A number of open-end fund managers contacted declined to provide fund details, most citing legal and Securities and Exchange Commission rule concerns.
But according to a November report to the investment committee of the $13 billion State Universities Retirement System of Illinois, Springfield, RREEF America III had a redemption queue of 33.4% of the total shares outstanding as of Sept. 30, the report noted. Illinois SURS has been in this redemption queue about two years. For the year ended Sept. 30, RREEF America III received six redemption requests representing $41 million. The Illinois universities retirement fund has retained its investment in RREEF America II and two RREEF real estate investment trust funds.
“Performance in 2008 and 2009 was for every investment manager its report card,” Kevin Faxon, managing director and head of real estate-Americas for New York-based J.P. Morgan. “If you made a mistake, clients knew, consultants knew it, everybody knew it.”
And now the managers are feeling the effects of that.

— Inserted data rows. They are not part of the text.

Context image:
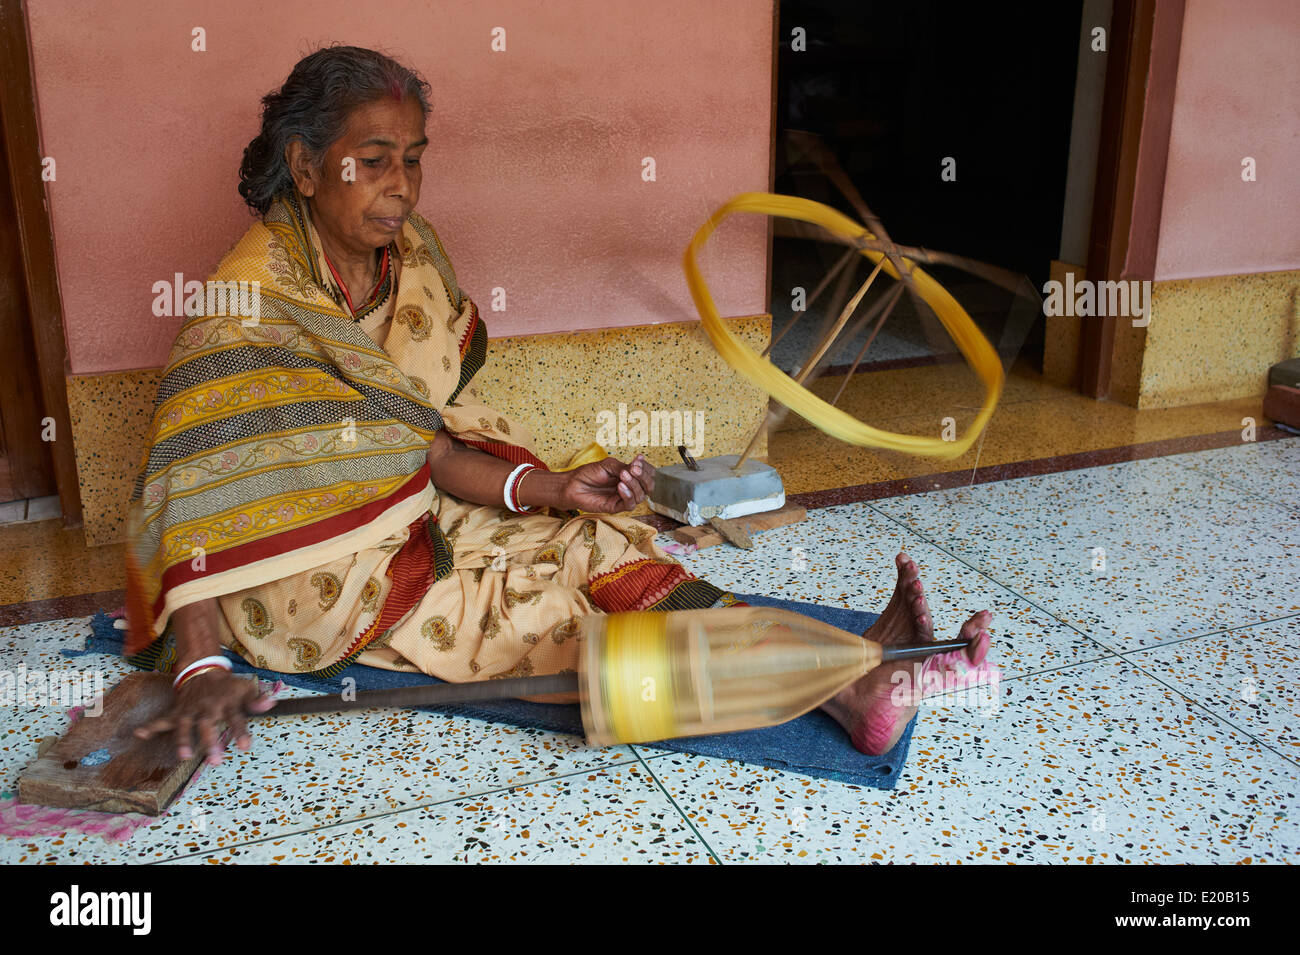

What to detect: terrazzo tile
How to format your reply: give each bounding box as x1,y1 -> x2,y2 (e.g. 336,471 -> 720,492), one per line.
768,389 -> 1270,498
860,507 -> 1275,649
166,760 -> 710,864
854,396 -> 1273,486
479,315 -> 770,471
871,456 -> 1300,650
1171,437 -> 1300,512
0,617 -> 134,783
645,656 -> 1299,863
777,357 -> 1056,435
894,451 -> 1280,528
0,615 -> 101,659
769,426 -> 912,491
671,501 -> 1112,679
3,435 -> 1295,864
1130,617 -> 1300,762
0,519 -> 125,606
0,620 -> 637,864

Money is being concentrated in fewer open-end funds, Mr. Faxon said. J.P. Morgan Asset Management's open-end real estate fund has a $1.5 billion commitment queue, he said.
“At the other end of the spectrum, funds have performance challenges,” Mr. Faxon said, citing investment executive turnover and sales of investment firms like RREEF and the management buyout of Clarion Partners. “Those are ownership issues that can create challenges. These conditions are not conducive to clients investing money,” he said.
Top-quartile managers are reaping the benefits of their performance record, bringing in new commitments, Callan's Mr. Robinson said. They are assuring investors that they will be “sticking to their knitting.”
Heitman's $1.7 billion open-end fund has an entry queue, but firm executives declined to give the size of the line of investors waiting to invest in the fund.
UBS Trumbull Property Fund, an open-end core fund, had a deposit queue of $2.6 billion, as of Oct. 1, up from $1.5 billion one year earlier, according to the Illinois SURS investment committee report.